We're 3 acts into this drag show and we've already run out of Lady Gaga songs.
His internet history had "Disney Porn" on it.
and I was crying with the towel lady in the bathroom of the bar about the tragedy in Haiti. Then we hugged before I left and I gave her 10 dollars.
I always have to poop after I paint my nails. It never fails.
CANT TOUCH THIS JUST CAME ON MY IPOD. LOVE STEVE JOBS
I gurantee you I'll be the only one dressed as a giraffe.
I told him I had to grab my Swedish fish from the car before they froze. Then I just left. But the fact that he knew how important it was not to have my fish freeze almost made me come back in....almost.
#1- I went to button my shirt only to find they were all mising. #2- I'm so fu@king sore I feel like I was sweating to the oldies all night. #3- this pounding headache I have, I blame solely on Jennifer.

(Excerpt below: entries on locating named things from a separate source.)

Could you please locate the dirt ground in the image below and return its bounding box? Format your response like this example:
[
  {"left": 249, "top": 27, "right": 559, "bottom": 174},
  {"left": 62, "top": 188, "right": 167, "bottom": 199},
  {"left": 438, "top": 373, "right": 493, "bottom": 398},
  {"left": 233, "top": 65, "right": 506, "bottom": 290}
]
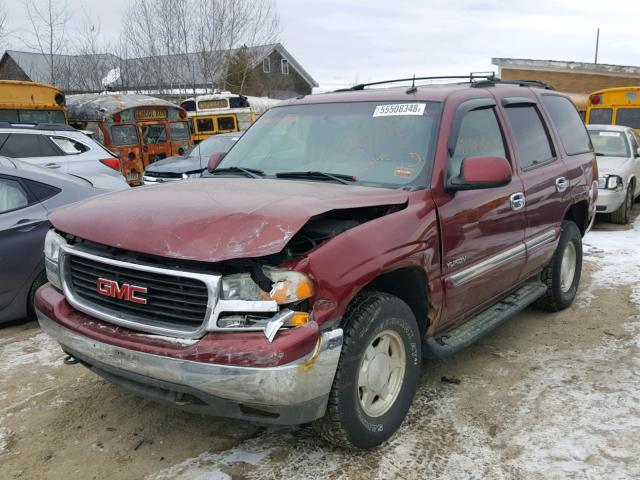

Everyone sounds like Billy Mays when they talk. I remember nothing from last night, I'm concerned.
And I think your bro would be happy to know that when I took my bra off like 10lbs of confetti fell out. It was like my tits were celebrating being free
We're both great liars, in committed relationships, and horny. Its the perfect storm of cheating
Send help, water and tortillas.
I stole us four large rolls of toilet paper from the hotel carts. I feel like the breadwinner in this relationship
You don't know how small your school is until you know everyone in the ER on a Friday night.
the bartender knew what was up when i took a sip of my drink, gagged and asked her to water down my water
I just watched someone put a diaper on a cat..I'm to high for this.